I enjoyed seeing your post and the photograph and the image. I like hearing what influences you and how you are trying to strip the elements down to mood of a place.

Casey Klahn said...

Yea,Bob. I like the pictorial problems Ury dealt with - I am looking at all of his pix at wiki commons.

Bob Lafond said...

Ury's pastel called Am Landwehrkanal im Herbst (http://commons.wikimedia.org/wiki/File:Lesser_Ury_Am_Landwehrkanal_im_Herbst.jpg)
reminds me also of Wolf Kahn, only 50 years earlier.

Casey Klahn said...

Thanks for the interest, Corrine.

Deborah Paris said...

Very beautiful Casey- I am looking forward to seeing the rest of the series. I think choosing your own place- and one you have memories of- will insure this work is completely your own. The memory has a wonderful way of distilling (intensifying) not only what we remember but filtering out all that is of little consequence to us.

Casey Klahn said...

I'm looking forward to getting in the studio to do the series! I hope that my regular Tuesday studio day comes to pass.

Thanks, Deborah!

Adam Cope said...


I can understand your reticence about not wanting to post a photo alongside a place-inspired artwork. The advantage of doing so, IMO, is that it helps a little to contextualises the blog, the artist (where she/he is) & the place (homogenising globalisation erodes the distinctive place).
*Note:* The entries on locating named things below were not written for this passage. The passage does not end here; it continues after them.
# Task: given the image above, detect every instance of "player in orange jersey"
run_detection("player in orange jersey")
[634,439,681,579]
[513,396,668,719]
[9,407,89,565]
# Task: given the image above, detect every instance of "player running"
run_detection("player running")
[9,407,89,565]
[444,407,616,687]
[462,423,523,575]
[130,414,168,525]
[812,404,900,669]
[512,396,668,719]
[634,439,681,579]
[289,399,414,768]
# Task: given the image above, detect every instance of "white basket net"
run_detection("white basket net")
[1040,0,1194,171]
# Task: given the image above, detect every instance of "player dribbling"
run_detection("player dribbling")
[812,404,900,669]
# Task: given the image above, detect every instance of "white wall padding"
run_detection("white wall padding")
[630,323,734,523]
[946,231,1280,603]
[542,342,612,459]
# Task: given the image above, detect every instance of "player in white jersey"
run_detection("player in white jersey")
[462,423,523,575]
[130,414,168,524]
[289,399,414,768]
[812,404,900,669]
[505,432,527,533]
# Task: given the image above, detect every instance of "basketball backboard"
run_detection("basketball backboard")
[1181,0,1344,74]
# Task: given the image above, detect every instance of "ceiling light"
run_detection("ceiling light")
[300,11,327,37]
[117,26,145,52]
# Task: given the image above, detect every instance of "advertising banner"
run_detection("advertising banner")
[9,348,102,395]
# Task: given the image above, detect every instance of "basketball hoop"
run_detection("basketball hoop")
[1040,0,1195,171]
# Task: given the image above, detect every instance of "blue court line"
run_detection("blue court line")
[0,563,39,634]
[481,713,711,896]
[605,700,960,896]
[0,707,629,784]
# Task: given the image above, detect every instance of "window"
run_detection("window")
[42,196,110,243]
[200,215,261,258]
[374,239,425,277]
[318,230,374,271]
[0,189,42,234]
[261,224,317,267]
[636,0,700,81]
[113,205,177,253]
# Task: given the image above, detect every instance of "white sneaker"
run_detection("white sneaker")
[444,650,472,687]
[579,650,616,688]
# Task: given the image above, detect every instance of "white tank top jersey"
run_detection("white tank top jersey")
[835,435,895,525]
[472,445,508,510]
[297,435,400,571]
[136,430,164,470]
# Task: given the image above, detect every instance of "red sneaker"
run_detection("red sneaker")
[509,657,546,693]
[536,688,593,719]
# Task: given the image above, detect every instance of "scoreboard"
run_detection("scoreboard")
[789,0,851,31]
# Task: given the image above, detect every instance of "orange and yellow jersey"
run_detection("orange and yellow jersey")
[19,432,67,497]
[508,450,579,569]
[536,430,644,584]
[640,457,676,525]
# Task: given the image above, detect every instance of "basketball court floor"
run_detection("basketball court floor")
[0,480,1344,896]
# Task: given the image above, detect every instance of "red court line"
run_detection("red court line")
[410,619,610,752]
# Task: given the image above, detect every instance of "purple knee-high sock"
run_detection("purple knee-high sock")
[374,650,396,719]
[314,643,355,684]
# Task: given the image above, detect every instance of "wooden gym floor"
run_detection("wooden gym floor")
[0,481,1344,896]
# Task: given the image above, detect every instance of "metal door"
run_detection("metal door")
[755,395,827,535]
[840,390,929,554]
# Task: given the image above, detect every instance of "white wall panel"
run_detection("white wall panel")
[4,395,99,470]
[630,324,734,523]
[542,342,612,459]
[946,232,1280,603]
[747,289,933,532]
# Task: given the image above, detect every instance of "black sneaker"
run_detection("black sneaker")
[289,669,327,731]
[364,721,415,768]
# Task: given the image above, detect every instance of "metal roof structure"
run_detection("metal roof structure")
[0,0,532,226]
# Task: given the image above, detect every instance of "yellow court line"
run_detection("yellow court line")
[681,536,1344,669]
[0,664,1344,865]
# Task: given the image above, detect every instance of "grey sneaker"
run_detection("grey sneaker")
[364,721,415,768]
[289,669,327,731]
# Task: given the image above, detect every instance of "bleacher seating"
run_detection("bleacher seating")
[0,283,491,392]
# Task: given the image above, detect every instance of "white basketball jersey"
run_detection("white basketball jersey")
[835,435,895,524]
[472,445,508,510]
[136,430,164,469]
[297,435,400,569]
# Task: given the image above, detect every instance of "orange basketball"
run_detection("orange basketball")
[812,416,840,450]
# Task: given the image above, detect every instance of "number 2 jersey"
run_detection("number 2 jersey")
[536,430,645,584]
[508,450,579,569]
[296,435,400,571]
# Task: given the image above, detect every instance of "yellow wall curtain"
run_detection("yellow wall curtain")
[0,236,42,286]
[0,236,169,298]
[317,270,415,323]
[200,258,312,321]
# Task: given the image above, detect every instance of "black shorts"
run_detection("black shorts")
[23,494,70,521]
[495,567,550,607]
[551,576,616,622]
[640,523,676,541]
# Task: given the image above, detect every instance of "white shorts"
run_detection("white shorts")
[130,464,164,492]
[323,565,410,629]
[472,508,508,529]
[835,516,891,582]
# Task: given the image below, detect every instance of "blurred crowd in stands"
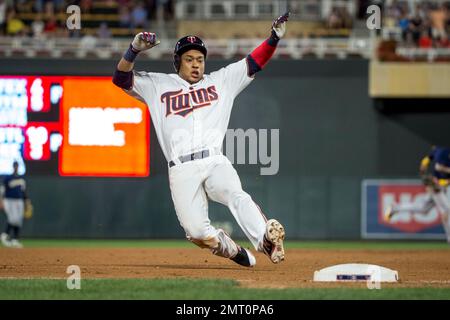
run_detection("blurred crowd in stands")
[383,1,450,48]
[0,0,174,38]
[0,0,450,52]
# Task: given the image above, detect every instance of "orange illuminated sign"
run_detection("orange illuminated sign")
[59,77,150,177]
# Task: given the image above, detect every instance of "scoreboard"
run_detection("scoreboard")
[0,76,150,177]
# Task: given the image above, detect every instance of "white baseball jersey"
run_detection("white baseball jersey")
[127,58,253,161]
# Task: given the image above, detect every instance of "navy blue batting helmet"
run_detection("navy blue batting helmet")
[173,36,208,73]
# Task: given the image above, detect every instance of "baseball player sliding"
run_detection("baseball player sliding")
[113,13,289,267]
[384,146,450,243]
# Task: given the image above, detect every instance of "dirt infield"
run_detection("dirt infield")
[0,248,450,288]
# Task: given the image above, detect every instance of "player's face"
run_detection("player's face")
[179,50,205,83]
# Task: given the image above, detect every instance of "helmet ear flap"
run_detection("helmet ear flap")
[173,54,181,73]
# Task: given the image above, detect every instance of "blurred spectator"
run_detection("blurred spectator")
[419,30,433,49]
[0,0,7,35]
[163,0,175,21]
[408,13,424,43]
[327,7,352,29]
[80,0,92,13]
[398,13,410,41]
[328,8,343,29]
[429,6,447,40]
[119,6,131,28]
[6,9,26,36]
[31,14,45,38]
[97,22,111,39]
[131,1,148,29]
[79,32,97,50]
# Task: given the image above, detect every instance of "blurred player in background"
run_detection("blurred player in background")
[0,161,31,248]
[384,146,450,243]
[113,13,289,267]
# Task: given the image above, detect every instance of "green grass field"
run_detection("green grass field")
[0,279,450,300]
[0,239,450,300]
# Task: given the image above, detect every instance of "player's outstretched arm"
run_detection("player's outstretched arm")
[247,12,290,76]
[113,32,160,90]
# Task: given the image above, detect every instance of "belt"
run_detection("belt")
[169,150,209,168]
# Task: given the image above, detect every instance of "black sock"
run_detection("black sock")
[12,226,20,239]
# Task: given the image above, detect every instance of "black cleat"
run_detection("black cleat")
[230,246,256,267]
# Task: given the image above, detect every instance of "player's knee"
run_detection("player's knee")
[184,225,209,240]
[230,190,252,207]
[185,227,217,248]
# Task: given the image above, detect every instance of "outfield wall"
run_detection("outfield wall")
[0,59,450,239]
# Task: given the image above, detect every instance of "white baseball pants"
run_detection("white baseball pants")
[3,199,25,227]
[169,155,266,258]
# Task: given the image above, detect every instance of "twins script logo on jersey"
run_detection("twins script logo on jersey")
[161,86,219,117]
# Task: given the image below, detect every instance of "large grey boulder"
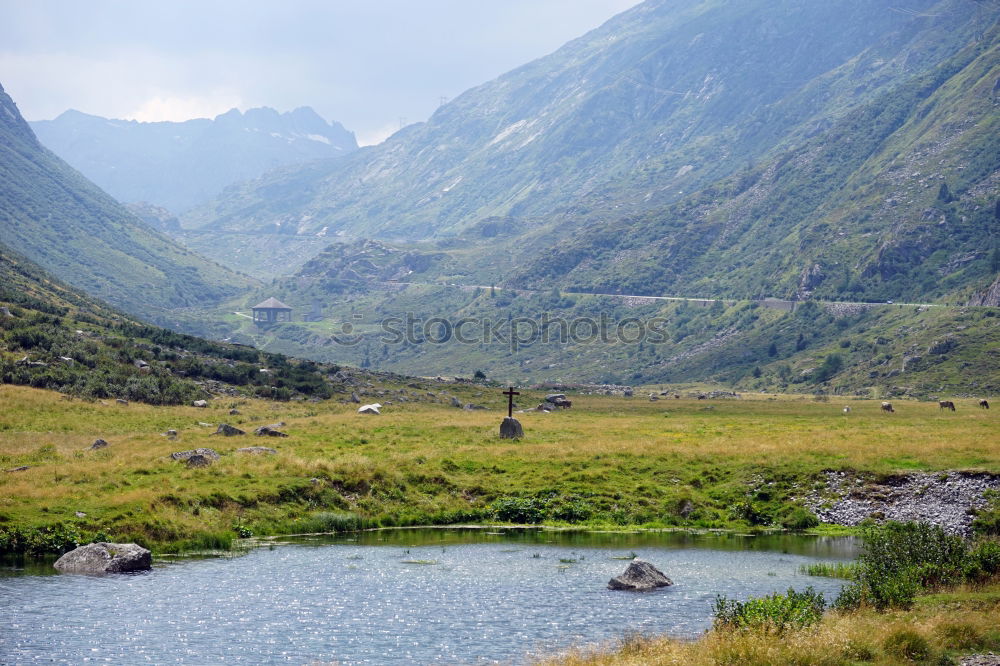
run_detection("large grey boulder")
[55,541,153,573]
[500,416,524,439]
[253,423,288,437]
[215,423,246,437]
[608,557,674,591]
[236,446,278,456]
[184,453,214,467]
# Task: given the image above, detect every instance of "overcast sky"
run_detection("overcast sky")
[0,0,638,144]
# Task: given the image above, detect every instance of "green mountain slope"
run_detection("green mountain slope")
[0,83,251,321]
[0,245,343,404]
[509,28,1000,301]
[30,107,358,213]
[213,29,1000,396]
[185,0,997,239]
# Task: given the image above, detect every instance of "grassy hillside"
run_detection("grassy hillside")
[0,83,252,322]
[185,0,997,244]
[0,378,1000,549]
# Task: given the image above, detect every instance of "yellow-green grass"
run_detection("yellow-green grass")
[537,585,1000,666]
[0,386,1000,549]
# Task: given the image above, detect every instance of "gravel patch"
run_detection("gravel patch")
[805,471,1000,536]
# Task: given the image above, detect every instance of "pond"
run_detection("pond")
[0,528,856,664]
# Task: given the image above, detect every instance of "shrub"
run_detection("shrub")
[490,497,546,524]
[882,629,931,661]
[729,499,771,525]
[714,587,826,634]
[781,506,819,530]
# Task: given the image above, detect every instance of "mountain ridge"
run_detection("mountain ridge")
[29,106,357,214]
[0,83,253,321]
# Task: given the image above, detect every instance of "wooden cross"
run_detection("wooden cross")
[503,386,521,418]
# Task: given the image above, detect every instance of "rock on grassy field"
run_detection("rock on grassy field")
[0,379,1000,552]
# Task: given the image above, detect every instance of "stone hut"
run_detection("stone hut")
[250,296,292,325]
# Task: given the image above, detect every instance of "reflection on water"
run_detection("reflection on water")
[0,529,855,664]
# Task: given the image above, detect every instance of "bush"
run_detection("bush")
[834,522,976,611]
[714,587,826,634]
[490,497,546,525]
[882,629,931,661]
[934,622,989,651]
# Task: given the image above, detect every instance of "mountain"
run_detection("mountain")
[184,0,997,239]
[0,245,340,404]
[0,81,252,321]
[29,107,358,214]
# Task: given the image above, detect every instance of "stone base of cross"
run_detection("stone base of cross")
[500,416,524,439]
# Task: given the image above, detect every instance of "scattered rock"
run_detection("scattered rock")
[608,558,674,591]
[170,449,220,461]
[185,453,213,467]
[236,446,278,456]
[215,423,246,437]
[500,416,524,439]
[54,541,153,573]
[253,424,288,437]
[804,470,1000,536]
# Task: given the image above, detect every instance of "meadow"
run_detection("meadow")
[0,380,1000,555]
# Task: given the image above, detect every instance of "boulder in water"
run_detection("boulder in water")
[500,416,524,439]
[170,449,219,462]
[54,541,153,573]
[236,446,278,456]
[608,557,674,591]
[215,423,246,437]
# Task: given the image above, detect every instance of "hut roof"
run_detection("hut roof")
[250,296,291,310]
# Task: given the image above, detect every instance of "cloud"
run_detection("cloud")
[357,122,399,146]
[125,91,243,122]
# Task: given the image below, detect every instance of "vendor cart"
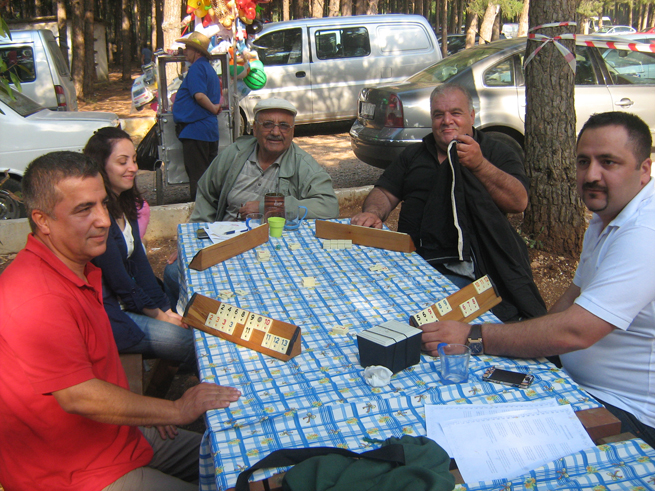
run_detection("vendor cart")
[149,54,240,205]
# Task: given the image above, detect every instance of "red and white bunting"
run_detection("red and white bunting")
[583,41,655,53]
[523,32,575,73]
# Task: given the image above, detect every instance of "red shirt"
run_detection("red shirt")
[0,235,152,491]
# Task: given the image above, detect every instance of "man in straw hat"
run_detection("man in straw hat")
[173,32,221,199]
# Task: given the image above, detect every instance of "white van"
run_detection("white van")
[240,14,441,128]
[0,29,77,111]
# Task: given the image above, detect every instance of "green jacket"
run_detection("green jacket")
[190,136,339,222]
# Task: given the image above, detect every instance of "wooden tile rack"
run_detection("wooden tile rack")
[316,220,416,252]
[183,293,302,361]
[409,275,502,327]
[189,224,268,271]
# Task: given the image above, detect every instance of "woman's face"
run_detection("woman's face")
[105,139,139,195]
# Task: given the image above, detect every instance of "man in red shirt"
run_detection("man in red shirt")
[0,152,240,491]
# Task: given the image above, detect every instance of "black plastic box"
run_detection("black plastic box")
[357,321,423,373]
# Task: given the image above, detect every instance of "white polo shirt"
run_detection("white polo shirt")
[560,179,655,427]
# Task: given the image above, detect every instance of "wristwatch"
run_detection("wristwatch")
[466,324,484,355]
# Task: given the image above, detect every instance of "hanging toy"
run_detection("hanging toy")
[243,60,267,90]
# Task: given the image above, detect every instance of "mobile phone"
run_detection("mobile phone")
[482,367,534,389]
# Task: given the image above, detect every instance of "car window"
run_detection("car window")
[0,90,44,117]
[377,24,432,54]
[0,46,36,82]
[600,49,655,85]
[46,39,70,78]
[575,46,598,85]
[253,27,303,66]
[314,27,371,60]
[484,57,514,87]
[407,47,502,84]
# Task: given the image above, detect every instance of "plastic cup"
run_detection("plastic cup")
[284,206,307,230]
[268,217,286,237]
[437,343,471,384]
[246,213,264,230]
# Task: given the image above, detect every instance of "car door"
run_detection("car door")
[599,48,655,142]
[309,26,380,122]
[520,46,614,133]
[241,27,312,123]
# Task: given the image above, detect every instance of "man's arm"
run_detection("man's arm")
[350,187,400,228]
[548,283,580,314]
[193,92,223,116]
[421,304,615,358]
[457,135,528,213]
[52,379,241,426]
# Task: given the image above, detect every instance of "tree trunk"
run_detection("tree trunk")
[466,10,478,48]
[121,0,132,82]
[366,0,378,15]
[57,0,70,69]
[82,0,96,99]
[523,0,586,256]
[71,0,84,98]
[441,0,448,58]
[341,0,353,17]
[480,2,500,44]
[517,0,530,37]
[162,0,182,83]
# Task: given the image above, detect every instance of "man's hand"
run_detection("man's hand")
[456,135,528,213]
[156,425,178,440]
[456,135,485,172]
[350,212,382,228]
[238,201,259,220]
[419,321,471,356]
[163,309,189,329]
[174,382,241,424]
[350,187,400,228]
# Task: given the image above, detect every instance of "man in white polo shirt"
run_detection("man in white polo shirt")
[422,112,655,446]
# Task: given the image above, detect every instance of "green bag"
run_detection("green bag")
[235,435,455,491]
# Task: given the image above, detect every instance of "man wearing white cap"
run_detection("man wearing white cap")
[164,98,339,305]
[173,32,221,199]
[191,98,339,222]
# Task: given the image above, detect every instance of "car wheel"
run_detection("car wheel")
[484,131,525,160]
[0,177,27,220]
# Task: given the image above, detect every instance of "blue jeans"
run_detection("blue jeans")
[596,397,655,448]
[121,311,197,372]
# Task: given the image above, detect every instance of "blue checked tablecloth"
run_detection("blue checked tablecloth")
[178,220,600,491]
[462,440,655,491]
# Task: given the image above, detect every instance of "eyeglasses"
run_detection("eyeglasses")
[257,121,293,133]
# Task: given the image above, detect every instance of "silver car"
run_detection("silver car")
[0,91,120,220]
[350,36,655,169]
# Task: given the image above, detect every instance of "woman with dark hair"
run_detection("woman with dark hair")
[84,127,195,370]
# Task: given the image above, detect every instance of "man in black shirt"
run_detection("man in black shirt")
[351,84,546,320]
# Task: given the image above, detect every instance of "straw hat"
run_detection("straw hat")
[175,31,210,57]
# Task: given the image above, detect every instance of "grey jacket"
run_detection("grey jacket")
[190,136,339,222]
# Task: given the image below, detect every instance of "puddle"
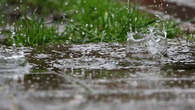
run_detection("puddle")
[0,40,195,110]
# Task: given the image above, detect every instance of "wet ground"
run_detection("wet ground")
[0,0,195,110]
[0,41,195,110]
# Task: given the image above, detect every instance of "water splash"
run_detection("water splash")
[0,46,30,78]
[127,27,167,57]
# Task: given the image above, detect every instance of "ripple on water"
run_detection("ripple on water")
[0,39,195,110]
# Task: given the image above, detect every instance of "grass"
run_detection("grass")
[0,0,189,46]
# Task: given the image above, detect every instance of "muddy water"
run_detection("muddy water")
[0,41,195,110]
Fascinating to go to the places where art work was born. last spring I ate in 'Le Dôme' in Monparnasse where Satre, Beauvoir & Picasso used to create whilst hanging out on the terrace. Giving artwork a sense of place is anti-museum but fun. Roots.

Hope those boilers are back up now. My oil fired one has been done for years but is replaced by a woodburners. Bonne courage.

ps. funny you should talk about dark places & spots etc. All I can see in the photos is the pinkish complement to the greens but then I don't know your place, do I.

Casey Klahn said...

I always saw red in the trees, and the photo makes that evident, huh? Glad you see that, too.

Sometimes pictures take their own directions! Thanks, Adam. BTW, I thought your last cliff painting, with high blues, was excellent.

Adam Cope said...

Understand your comments about dark forests & bright 'fauve' mediterrean light.

the important thing for a colourist is that colour should be the central pictorial concern, and not that the timbre of light be mediterrean.

fauvism was born in the dull light of northern France when Vlaminck switched his greens into reds.

Casey Klahn said...

That's absolutely right, Adam. Light is not at all the subject, as with the Impressionists.

I eschew shadows for many reasons - sometimes because I am avoiding the subject of light, and sometimes because my hometown upbringing was in a land without shadows (very diffuse light).

I liked how Hilary Spurling, in her Matisse biographies, described him as a "man of the north." There is an interesting thread here with van Gogh's colorism, and Fauves Vlamink and Matisse being men of the north. As, BTW, am I.

How influential nature is - even to abstractionists.

Adam Cope said...

from the north... with a hunger for the sun of the south

garthfromseattle said...

Hi Case,

I see what you mean about the shadows...they're a tad lost in the war of color.

Something of a 'sniper' war? Focusing dead center...

I sense some unsettled feelings about Hoquiam from this.

An undercurrent below the surface.

Just a feeling...

Here's hoping for a happy/SAFE heat solution for your studio.


Casey Klahn said...

Maybe I did hit the "Twilight" movie part? Or, maybe the "Twilight Zone" instead.

The whole dark shadow meme is me trying to study the plastic part of picture making - with eye sumps that pull you in.

Glad there's an edge somewhere to this. Good eye.